Although many of the responses to the wiki pointed to a preferred approach that provided a recipe-like, step-by-step process, it needs to be understood that the wiki is not a quick point-and-click solution to understanding and building a research methodology. Furthermore, as the basic structure of research schemes had already been set up based on the conceptual model, the participation that followed was expected to be the addition of instances of research schemes, providing examples of how researchers had structured their work. Thus, although the wiki could support learning and teaching in a community of practice, it was not used like this in any substantial way. Its use was largely limited to exploring the structure and examples that were already present, and little new material was added by supervisors or students. This could be because supervisors had their own conceptualisations of the domain, which did not fit with that presented in the wiki; students might not have thought that they had the knowledge to do so.

However, the feedback from students suggested that the approach was comprehensive and valuable and helped in understanding methodology structure. Thus, although the provision of a standard terminology, which helped students navigate the complexities of research methodology structure, might not have been seen by some as that useful yet, it might have helped students negotiate the domain. It is believed that the utility of the wiki lies in its providing a starting point from which a research student can explore research methodology structure and does provide beneficial value in the learning and teaching of such structures, often through the provision of examples. Additionally, it can help prevent novice researchers from using entirely inappropriate philosophical world views, research designs and methods when structuring their own research. There is, thus, a place for such a wiki, even though time and effort will be required to understand how the parts fit together, which may limit its use by those seeking a simpler solution to the problems surrounding the learning and teaching of research methodology.

6 Conclusion

The research methodology semantic wiki considered here sought to provide a platform addressing the “lack of shared language describing important foundational concepts of research methodology” [5, p. 230] using the affordances provided by the Semantic Web. The Semantic Web can be seen as a smart learning environment, and although it is not yet recognised by the NMC Horizon Report [30, p. 36] as one of the enabling technologies that will transform what can be expected of online tools, it has a place in the provision of learning content in online teaching environments. The research contributes to the organising of digital strategies in higher education that “transcend conventional ideas to create something that feels new, meaningful, and 21st-century” [30], which does not, however, mean that success is guaranteed.
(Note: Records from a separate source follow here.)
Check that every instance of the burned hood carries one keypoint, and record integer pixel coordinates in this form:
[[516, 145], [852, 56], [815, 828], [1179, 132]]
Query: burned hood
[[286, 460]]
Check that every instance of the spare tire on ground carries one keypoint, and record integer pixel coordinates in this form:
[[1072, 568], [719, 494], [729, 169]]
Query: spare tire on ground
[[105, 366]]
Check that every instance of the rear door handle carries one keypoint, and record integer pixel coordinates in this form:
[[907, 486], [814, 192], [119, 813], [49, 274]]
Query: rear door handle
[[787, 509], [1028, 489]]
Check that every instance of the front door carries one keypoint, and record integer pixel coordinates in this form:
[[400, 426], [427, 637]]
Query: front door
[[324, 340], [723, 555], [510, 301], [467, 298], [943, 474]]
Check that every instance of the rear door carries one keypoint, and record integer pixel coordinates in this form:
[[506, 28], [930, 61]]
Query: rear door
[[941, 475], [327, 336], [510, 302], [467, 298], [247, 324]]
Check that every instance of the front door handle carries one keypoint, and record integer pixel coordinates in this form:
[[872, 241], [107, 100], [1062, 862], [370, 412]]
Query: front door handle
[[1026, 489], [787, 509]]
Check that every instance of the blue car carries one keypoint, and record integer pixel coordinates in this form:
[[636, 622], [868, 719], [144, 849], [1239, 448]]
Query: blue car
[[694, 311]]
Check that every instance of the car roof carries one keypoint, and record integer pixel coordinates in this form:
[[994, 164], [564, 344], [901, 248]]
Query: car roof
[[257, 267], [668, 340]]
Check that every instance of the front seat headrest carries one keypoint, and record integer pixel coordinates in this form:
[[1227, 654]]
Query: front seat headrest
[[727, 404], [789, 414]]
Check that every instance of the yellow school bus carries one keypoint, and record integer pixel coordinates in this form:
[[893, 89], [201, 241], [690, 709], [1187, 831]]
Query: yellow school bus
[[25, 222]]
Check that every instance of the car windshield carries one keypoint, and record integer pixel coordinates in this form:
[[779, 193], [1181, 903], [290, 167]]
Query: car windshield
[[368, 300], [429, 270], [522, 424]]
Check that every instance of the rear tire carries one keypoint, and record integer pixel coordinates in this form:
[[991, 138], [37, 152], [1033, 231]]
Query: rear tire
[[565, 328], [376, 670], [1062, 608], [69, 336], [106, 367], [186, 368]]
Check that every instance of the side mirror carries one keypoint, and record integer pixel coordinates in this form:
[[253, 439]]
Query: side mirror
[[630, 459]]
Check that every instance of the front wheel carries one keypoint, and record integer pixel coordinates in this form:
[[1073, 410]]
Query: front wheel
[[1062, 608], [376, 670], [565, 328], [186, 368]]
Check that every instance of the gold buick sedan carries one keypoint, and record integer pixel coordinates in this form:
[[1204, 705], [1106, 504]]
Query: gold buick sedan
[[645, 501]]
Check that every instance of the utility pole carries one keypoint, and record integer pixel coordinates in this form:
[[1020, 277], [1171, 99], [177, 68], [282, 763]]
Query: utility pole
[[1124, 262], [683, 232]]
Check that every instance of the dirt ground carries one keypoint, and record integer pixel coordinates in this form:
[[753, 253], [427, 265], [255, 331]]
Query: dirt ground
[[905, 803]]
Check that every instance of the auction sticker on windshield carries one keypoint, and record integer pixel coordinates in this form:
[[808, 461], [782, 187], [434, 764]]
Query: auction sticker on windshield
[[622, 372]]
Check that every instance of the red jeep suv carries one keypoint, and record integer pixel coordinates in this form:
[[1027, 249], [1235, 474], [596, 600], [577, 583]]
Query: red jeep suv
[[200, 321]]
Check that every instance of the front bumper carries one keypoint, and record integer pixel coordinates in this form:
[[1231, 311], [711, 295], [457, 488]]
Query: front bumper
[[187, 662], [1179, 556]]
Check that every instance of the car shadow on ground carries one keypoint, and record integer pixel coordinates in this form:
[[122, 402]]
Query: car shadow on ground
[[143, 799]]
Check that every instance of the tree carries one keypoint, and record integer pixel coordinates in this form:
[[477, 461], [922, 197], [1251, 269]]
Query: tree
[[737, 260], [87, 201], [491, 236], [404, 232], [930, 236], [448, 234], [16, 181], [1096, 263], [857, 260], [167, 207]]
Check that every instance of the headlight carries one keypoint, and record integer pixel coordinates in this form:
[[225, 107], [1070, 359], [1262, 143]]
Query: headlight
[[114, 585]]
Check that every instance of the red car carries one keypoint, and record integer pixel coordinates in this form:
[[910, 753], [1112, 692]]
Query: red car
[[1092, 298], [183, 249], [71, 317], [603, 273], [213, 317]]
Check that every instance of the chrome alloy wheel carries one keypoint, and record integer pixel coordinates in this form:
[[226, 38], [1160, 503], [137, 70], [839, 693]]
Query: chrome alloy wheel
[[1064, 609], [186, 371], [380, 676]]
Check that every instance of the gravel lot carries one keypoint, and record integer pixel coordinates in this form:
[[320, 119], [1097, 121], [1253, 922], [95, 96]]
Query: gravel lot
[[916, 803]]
The contribution of this work, then, is an implemented and evaluated conceptual model, expressed in a semantic wiki, that can provide a basis for new ideas for online learning of the structure of research methodologies.

There are several ways in which this research can be extended, such as broadening the scope of the initial conceptual model to include a model for research question types, alternative ways of categorising research designs, and broadening of the scope to disciplines beyond computing.